Friday, February 15, 2008

A Tale of Decanting





I decided to pair my Punch "Siciliana" (prosciutto, picholine olives, basil and artichokes) pizza last night with a solid, everyday Burgundy (pinot noir) from the Marsannay appellation. It was the Louis Latour - Marsannay, 2002 vintage. As a general rule, I have found that pinot noir is a great pairing for pork meats. And the mineral and earthy tones of this wine are harmonious with the olives and artichokes of this particular pizza.

I have purchased/consumed this wine on two other occasions. On one occassion, it displayed the characteristics of earth and cherries, combined with nice minerality. A nice entry into Burgundy wines for a reasonable price ($16-17). WS's most recent issue designated this a "Smart Buy" and rated the 2005 vintage a score of 90.

I also purchased it for a Christmas party in Iowa and it was clearly "corked" (The presence of 2,4,6-trichloroanisole ("TCA") in the wine - tasting/smelling like moldy newspaper, wet dog, or damp basement.) The cork taint odors and flavors mask/dilute the true characteristics of the wine. However, drinking a "corked" wine is harmless.

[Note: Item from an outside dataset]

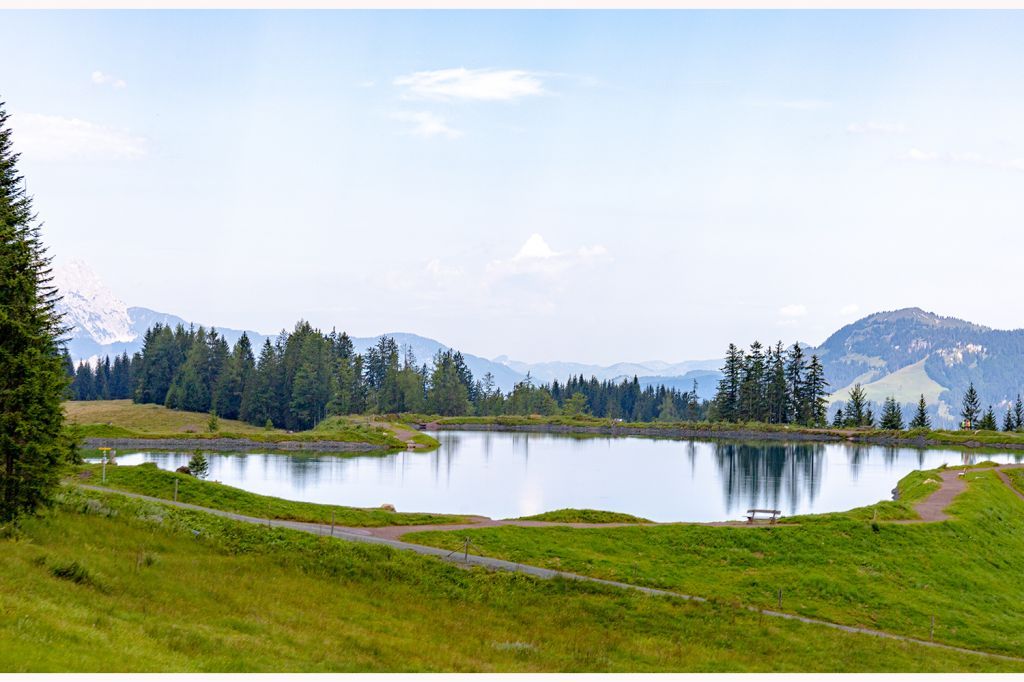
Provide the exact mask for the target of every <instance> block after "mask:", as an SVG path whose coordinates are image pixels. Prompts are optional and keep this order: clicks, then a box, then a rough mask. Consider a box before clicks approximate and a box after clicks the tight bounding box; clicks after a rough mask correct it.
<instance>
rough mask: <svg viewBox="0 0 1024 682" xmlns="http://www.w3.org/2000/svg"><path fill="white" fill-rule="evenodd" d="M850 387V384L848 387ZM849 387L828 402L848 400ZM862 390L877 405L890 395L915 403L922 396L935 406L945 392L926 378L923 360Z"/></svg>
mask: <svg viewBox="0 0 1024 682" xmlns="http://www.w3.org/2000/svg"><path fill="white" fill-rule="evenodd" d="M852 385H853V384H852V383H851V384H850V386H852ZM850 386H845V387H843V388H841V389H839V390H837V391H836V392H835V393H833V394H831V395H829V396H828V401H829V402H833V401H835V400H844V401H845V400H848V399H850ZM863 389H864V392H865V393H866V395H867V399H868V400H873V401H874V402H876V403H878V404H882V403H883V402H884V401H885V399H886V398H887V397H889V396H890V395H891V396H893V397H895V398H896V401H897V402H901V403H903V402H912V403H916V402H918V399H919V398H920V397H921V396H922V394H924V396H925V400H927V401H928V403H929V404H935V403H936V402H938V401H939V395H940V394H941V393H942V391H944V390H946V388H945V386H943V385H942V384H940V383H939V382H937V381H935V380H934V379H932V378H931V377H929V376H928V372H926V371H925V360H924V359H922V360H921V361H919V363H914V364H913V365H908V366H906V367H904V368H902V369H900V370H898V371H896V372H893V373H892V374H887V375H886V376H884V377H882V378H881V379H879V380H878V381H872V382H870V383H867V384H863ZM907 417H909V415H908V416H907Z"/></svg>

Last night, I opened the bottle and feared that the "Corked Monster" had returned yet again. Fortunately, the wine opened up and evaporated its initial "wet funk" and vinegar like aromas after an hour of decanting. I can't say enough about what decanting will do for a wine - especially one that appears unpleasant immediately after opening. While decanting can't save a "corked" wine, it will do wonders for young and old wines to allow the true characteristics of a wine to be expressed.